In my own work, particularly with my graduate research students and my interactions with the DMZ, I’ve taken to thinking in terms of what I call “the paradox:” trying to combine the startup world with the traditional paradigm of high-impact academic research. While both domains have their virtues, combining them effectively into one unified framework can sometimes be challenging because of outmoded policies at many colleges and universities.

This conundrum inspired me to launch a program — literally called “The Paradox” — to allow graduate students and early-career professors to pursue both interests instead of having to choose. The initiative allows Ryerson University’s young researchers and professors to take their strong, discovery-based research, turn it into a startup, and receive credit for doing so. The intention of this initiative is that these young researchers can choose one of two interest streams: discovery to publication or discovery to commercialization. The Paradox recognizes both options, allowing participants to remain at their posts while bringing the efforts of their research into focus.

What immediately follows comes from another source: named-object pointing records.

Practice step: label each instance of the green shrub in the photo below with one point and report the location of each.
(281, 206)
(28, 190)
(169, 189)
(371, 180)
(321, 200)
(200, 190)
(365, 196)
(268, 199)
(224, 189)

For example, if students or newly hired professors decide to dive into a new startup enterprise, is there a path by which they can remain enrolled, drawing upon — and adding to — the resources of the institution? Or must they take a leave of absence? This is a vital issue. Although we may make much of college dropout successes, remember this: The biggest Internet Age success of all — Google — was started within a graduate program, as a Ph.D. research project at Stanford.

With institutional support, initiatives like the DMZ tend to spin off other projects, creating a virtuous snowball. At Ryerson, we now also have the Launch Zone, a “creative collision space” to encourage collaboration or information gathering for students interested in startups. It hosts workshops, one-on-one consultations, and mixers that bring students and businesses together.

That virtuous snowball can extend even further, presenting opportunities for exciting new models to emerge in higher education. For instance, as much as virtual spaces (remember Myspace?) are important to Millennials, there is no substitute for in-person interaction. With that in mind, we should be thinking more than ever of creating buildings that mix students and faculty across disciplines, creating opportunities for cross-pollination of ideas and interaction.

Even longstanding models of faculty appointments, like tenure, can be extended or enhanced with new, flexible models that promote greater engagement, enrichment of mid- or later-career faculty, and much greater interaction with the technology, government, and business sectors.

Much like the incredible success of the open-source model for software, the coming wave of new models for teaching and mentoring Millennials will be guided by principles of openness, collaboration, transparency, and innovation. That may pertain to issues of crediting experiential work outside the classroom.

It may inform changing intellectual property policies for universities that sponsor students who launch profitable startups, encouraging innovation by students. Or it will affect higher education in ways that we cannot even predict from the vantage of 2016.

However, it turns out, I expect an exciting challenge ahead, one that calls upon our imagination, optimism, and traditional spirit of community engagement: all the strengths that made academia a jewel of intellectual life, but now more aligned with the interconnected digital future that is changing our world before our eyes.